15 osób, w tym dziewięcioro cywili, zginęło na wschodzie Afganistanu w ataku sił NATO – podały władze w Kabulu. Z kolei Sojusz informuje, że zginęło 10 bojowników i nie ma ofiar wśród cywilów.

Do ataku doszło w okręgu Watapur w prowincji Kunar graniczącej z Pakistanem. Obszar ten jest uważany za bastion islamskich bojowników, gdzie zagraniczni rebelianci, niektórzy prawdopodobnie powiązani z Al-Kaidą, współpracują z afgańskimi talibami.

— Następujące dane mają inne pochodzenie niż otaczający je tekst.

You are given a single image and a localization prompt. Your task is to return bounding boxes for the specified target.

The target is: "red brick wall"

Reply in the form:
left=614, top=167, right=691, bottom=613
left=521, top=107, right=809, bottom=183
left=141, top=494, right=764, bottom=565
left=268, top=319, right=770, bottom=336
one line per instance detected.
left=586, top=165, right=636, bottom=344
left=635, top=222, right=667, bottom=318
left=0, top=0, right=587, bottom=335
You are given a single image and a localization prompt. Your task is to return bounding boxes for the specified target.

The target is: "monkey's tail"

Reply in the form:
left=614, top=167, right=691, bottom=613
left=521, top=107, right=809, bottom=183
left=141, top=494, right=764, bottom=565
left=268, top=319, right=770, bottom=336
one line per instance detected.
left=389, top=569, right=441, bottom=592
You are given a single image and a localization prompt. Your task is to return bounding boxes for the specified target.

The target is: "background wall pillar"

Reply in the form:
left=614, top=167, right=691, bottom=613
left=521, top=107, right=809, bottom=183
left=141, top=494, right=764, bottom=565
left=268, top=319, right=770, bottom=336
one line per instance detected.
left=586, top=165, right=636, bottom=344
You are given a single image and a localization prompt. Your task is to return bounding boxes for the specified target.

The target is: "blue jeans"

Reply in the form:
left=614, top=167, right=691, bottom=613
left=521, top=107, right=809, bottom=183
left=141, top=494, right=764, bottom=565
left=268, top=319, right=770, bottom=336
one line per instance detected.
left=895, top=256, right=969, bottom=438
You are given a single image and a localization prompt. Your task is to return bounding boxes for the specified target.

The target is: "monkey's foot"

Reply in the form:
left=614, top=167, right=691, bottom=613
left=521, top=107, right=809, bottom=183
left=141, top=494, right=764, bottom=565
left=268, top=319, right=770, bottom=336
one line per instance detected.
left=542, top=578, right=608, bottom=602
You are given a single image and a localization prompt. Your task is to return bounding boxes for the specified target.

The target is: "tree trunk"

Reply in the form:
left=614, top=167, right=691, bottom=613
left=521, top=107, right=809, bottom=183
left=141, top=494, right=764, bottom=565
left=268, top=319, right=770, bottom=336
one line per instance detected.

Szef miejscowej policji Abdul Habib Said Chaili powiedział, że atak z powietrza trafił w półciężarówkę wiozącą kobiety i dzieci po tym, jak do pojazdu w sobotę wieczorem wsiedli trzej afgańscy i trzej arabscy bojownicy. Podał, że wśród 15 ofiar śmiertelnych są cztery kobiety, czworo dzieci i kierowca samochodu.

Rzeczniczka NATO AnnMarie Annicelli stwierdziła, że Sojusz przeprowadził "precyzyjny atak", w którym zginęło 10 przedstawicieli "wrogich sił". Zaznaczyła, że do Sojuszu nie dotarły doniesienia o ofiarach śmiertelnych wśród cywilów.